Matching within multiline strings, and ignoring case in regular expressions

Archive - Originally posted on "The Horse's Mouth" - 2006-11-25 05:48:56 - Graham Ellis

Regular Expressions are powerful matching tools and you can specify almost anything within them. But there are certain facilities that are naturally applied to the regular expression as a whole rather than to parts of the match, and there are specified in a different way in each language / implementation.

For example, in what is commonly known as multiline mode you may want to match not only at the start / end of the string as a whole, but also match at embedded new lines.

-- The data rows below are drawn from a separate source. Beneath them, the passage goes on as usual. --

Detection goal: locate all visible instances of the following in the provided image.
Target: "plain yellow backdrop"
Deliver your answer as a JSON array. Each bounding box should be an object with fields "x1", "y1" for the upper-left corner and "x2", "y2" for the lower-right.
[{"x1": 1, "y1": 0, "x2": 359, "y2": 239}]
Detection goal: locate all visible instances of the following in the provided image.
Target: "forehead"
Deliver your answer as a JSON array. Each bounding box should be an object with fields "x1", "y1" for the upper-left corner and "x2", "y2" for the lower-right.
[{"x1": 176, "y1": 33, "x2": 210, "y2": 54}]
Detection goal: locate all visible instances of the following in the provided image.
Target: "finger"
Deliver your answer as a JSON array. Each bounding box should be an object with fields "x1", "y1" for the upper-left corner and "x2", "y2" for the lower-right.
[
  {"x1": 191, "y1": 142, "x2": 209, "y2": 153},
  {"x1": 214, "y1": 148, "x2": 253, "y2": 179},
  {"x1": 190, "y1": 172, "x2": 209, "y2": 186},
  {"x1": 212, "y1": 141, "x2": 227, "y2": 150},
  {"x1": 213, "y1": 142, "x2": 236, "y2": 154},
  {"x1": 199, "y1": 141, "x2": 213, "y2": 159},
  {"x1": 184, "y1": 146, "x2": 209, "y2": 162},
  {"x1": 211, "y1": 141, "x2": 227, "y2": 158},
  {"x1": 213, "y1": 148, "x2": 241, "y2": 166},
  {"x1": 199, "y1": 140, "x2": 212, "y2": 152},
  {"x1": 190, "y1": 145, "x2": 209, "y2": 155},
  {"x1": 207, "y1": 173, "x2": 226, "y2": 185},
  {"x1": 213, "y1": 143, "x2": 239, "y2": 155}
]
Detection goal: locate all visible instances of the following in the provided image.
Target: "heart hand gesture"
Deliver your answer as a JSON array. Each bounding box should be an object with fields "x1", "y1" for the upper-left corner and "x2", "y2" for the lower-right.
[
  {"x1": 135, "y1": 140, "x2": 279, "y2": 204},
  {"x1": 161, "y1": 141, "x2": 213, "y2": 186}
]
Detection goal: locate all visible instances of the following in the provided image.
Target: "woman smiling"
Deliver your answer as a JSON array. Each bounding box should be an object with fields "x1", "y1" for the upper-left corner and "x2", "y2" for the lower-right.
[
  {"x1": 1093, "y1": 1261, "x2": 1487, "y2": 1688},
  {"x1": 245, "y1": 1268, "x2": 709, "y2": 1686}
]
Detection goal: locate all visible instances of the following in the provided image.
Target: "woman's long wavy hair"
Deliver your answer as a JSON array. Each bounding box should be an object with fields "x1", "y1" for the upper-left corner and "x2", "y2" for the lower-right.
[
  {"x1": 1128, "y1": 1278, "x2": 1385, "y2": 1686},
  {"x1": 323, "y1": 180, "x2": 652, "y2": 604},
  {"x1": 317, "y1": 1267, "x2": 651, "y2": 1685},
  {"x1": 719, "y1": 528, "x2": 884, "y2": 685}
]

You can specify multiline mode as follows:

In Tcl, using the -lineanchor option
In Perl, with the /m modifier on the end of your regex
In Python by adding re.M or re.MULTILINE to your compile

Here's an example, in Tcl, looking for embedded lined containing just ABC:

set samples [list "Hello world\nABC\nThis matches" \
"Another test\nABCD\nNo match" ]

foreach sample $samples {
puts [regexp -lineanchor {^ABC$} $sample]
}



ther facilities often added onto your regular expression as modifiers include:

a) The ability to have "." (the dot) match any character at all, and not to exclude the newline character which it does by default. Sometimes known as single line of linestop mode.

In Tcl, leave off the -linestop option
In Perl, add /s
In python, add re.DOTALL onto the compile

b) The ability to ignore case in the match

In Perl, /i
In Python, re.I or re.IGNORECASE
In Tcl, use (?i through ) in the regex

c) The ability to add white space as comments into your expression

In Perl, /x
In Python, re.VERBOSE
In Tcl, use (?X through ) in the regex